January 2009 Reflection

t has been said that the brain makes thousands of calculations while the body walks on cobblestones. Slight adjustments to the ankle in fractional degrees otherwise unnoticed keep students, tourists, teachers, and the smallest toddler ‘afloat’ in Trinity’s Front Square. And then there are the thousands of thoughts the brain produces at the first glimpse of the campanile. We are lucky to have our mind racing through multivariate calculus so a simple moment of awe can be enjoyed – on two feet.

I still get a rush every time my feet scamper along the cobblestones in Front Square. The sounds of sneakers and stilettos echo limestone to limestone building, creating a chorus of chaotic canters. And I, I have become one of the echoes.

Similar to the ‘unthinking’ our minds do while we walk across cobblestones, every face we meet releases a thought within us, a second where we think, “He looks just like my friend from high school!” or “That scarf is incredibly beautiful,” or “I wonder what she’s thinking.” And being an American abroad, I’ve found my mind tossing around the latter statement every time I walk across campus, down Dawson Street, or enter a pub. I wonder what they’re thinking of me, the American.

And the minute they know I’m American, a myriad of assumptions might be made: “She must be vacationing here;” “She probably drinks herself silly in Temple Bar, calling herself cultured and worldly;” “She has come here on Daddy’s dime looking for love with an Irish guy;” “She wants to go Irish jigging and needs you to point her in that direction;” “She doesn’t like the taste of real Guinness and probably thinks that Killian’s is a traditional Irish brew. How wrong she is.”

Instead, I ache to shed my shell of Americanism, but even here, I’ve come to realize such a task is impossible to do. My country will always remain ingrained in me.

In a culture of many, being American represents the fundamental ability to absorb, adjust, and appreciate. There is an openness in Americans to retain individuality, while appreciating the richness of cultural expression. And what do I mean by that? It’s my desire to understand the correct context for saying “cheers” – and to know that just because it’s Irish, it doesn’t always have to relate to drinking. And furthermore, when traveling to even more exotic cultures, such as that in Fes, Morocco, it is valuing the cultural significance of being invited to celebrate the Eid with a Muslim family. Or waking at 5:45 am to hear “God is great” in Arabic, resonating off a cold tile floor, into my ears, under the warmth of my pillow, and through my sheets. Or sharing a meal with Spanish travelers and Moroccan locals in the Djmaa el-Fna, exchanging only points and smiles when a language barrier prevents me from exclaiming to them, “This is the most delicious olive oil I’ve ever tasted!”

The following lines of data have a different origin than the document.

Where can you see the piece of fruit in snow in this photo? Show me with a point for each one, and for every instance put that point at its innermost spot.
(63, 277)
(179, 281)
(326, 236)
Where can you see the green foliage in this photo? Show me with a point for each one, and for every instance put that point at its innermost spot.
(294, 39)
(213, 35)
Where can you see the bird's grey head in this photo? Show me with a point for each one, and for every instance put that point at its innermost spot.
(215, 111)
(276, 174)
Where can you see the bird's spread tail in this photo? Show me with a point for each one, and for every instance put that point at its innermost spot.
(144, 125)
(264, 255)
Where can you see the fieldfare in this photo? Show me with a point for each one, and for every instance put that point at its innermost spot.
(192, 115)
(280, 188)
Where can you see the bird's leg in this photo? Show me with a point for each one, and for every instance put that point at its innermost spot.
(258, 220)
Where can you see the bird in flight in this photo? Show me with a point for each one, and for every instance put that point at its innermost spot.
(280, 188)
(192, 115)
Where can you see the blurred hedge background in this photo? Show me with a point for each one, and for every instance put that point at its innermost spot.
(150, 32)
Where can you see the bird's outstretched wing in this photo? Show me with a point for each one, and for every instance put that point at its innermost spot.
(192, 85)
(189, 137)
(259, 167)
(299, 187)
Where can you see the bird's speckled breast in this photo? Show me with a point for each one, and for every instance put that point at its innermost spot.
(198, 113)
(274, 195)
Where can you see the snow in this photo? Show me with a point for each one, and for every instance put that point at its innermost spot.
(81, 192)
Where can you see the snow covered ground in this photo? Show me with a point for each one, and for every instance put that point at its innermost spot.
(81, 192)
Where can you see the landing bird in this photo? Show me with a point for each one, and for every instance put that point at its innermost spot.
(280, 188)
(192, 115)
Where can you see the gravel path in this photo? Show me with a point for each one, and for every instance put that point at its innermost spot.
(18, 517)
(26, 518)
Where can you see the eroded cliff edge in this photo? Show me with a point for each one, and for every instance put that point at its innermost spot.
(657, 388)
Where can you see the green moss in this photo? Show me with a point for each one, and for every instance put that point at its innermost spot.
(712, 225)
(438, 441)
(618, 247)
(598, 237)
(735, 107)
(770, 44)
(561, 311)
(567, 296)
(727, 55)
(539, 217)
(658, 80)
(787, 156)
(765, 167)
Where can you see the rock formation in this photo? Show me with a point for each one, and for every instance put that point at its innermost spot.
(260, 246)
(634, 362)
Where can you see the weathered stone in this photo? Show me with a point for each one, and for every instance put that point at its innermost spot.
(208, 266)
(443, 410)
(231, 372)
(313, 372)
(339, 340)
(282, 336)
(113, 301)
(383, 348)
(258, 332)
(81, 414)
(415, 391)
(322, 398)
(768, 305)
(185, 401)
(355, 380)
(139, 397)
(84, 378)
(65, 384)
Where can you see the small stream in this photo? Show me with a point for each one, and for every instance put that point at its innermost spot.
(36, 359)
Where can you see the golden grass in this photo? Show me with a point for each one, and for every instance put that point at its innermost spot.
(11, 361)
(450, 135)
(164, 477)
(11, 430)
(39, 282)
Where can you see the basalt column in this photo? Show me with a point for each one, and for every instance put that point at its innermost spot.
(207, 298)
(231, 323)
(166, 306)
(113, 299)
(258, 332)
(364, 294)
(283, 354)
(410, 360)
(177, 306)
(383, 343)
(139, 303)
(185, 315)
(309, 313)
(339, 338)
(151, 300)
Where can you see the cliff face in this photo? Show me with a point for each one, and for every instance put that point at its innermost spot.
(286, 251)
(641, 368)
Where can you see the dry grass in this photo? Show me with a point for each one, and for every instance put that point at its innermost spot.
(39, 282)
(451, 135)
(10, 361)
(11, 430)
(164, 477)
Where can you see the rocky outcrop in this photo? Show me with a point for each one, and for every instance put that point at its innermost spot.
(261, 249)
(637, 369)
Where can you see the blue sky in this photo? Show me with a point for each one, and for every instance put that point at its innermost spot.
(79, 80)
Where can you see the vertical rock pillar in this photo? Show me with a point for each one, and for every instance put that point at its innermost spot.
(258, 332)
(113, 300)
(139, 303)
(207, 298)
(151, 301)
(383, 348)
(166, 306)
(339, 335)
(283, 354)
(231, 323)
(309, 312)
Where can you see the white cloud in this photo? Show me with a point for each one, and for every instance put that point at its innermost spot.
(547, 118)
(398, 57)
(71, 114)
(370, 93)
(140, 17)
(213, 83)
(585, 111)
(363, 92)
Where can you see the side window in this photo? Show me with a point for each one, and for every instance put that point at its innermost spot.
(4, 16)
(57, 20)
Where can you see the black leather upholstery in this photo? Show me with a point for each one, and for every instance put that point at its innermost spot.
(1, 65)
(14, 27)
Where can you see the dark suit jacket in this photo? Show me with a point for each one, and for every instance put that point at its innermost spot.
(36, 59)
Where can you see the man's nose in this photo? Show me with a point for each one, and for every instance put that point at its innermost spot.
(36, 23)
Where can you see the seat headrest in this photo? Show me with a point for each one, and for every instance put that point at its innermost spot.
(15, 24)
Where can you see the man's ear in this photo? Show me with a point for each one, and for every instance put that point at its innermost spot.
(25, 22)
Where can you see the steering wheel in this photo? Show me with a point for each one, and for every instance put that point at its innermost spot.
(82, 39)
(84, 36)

Perhaps my greatest realization of my Americanism was while Travis and I traveled to Marrakech and Fes, Morocco, this past December. Every corner we turned through the souqs, Moroccan artists shouted to us from their stores, “Hello, bonjour, do you like?” In their eyes, we were Americans: known for our incredible privilege, our mockery of democracy, our love of hegemony, our bottomless bank accounts, our endless desires to fill our mansions back in the United States with knick knacks from our extravagant travels, hoping that one day, a Moroccan tea set or glass ceiling fixture would inspire a guest, perhaps with cocktail in hand, to remark, “My, what a lovely piece of artwork.” And to wear this weight on my shoulders became more than I could bear, to the point where I started addressing Travis in German, hoping to break free of the American stereotypes that lingered on my clothing.

Where did these ideas about America come from? I knew the moment I met a woman I’ll call Nancy on our first night in Marrakech.

“And you know what? The SUV didn’t even have heating!” Nancy squawked in the small, vibrantly tiled lobby of Riad Sherazade. Travis and I stared at her, open eyed, wondering when the next gush about her “horrible” stay in Morocco would come. Apparently, Nancy and all of her girl friends had just toured the beautiful High Atlas Mountains in the desert that day, not by foot, but in an SUV no less. Granted, I was pretty sure that my 4th grade geography teacher emphasized that mountains have snowcaps because the climate was cold…very cold. Perhaps Nancy had missed this lecture in primary school. I almost forgave her misunderstandings about these crucial facts until she told us that she was an American living abroad in Norway, a country surely not known for its incredible warmth.

There are some tourists who are looking for America in foreign lands. “America” could be things like heat, in Nancy’s case, or warm showers or personal cars or Jif peanut butter or Gap. And if we look abroad for something that is at home, why bother booking a plane ticket? Perhaps the greatest thing I’ve learned by looking at Irish and Moroccan people in the eyes is that I am American. But, I have flown here and there and back to delicately etch another scar on my skin, and mash delicious bread into sautéed eggplant, and stumble on cobblestones as every, every person does when they realize just how difficult and demanding it is to walk on centuries of history.

My American heritage is my cobblestone. And I am the echo across Front Square.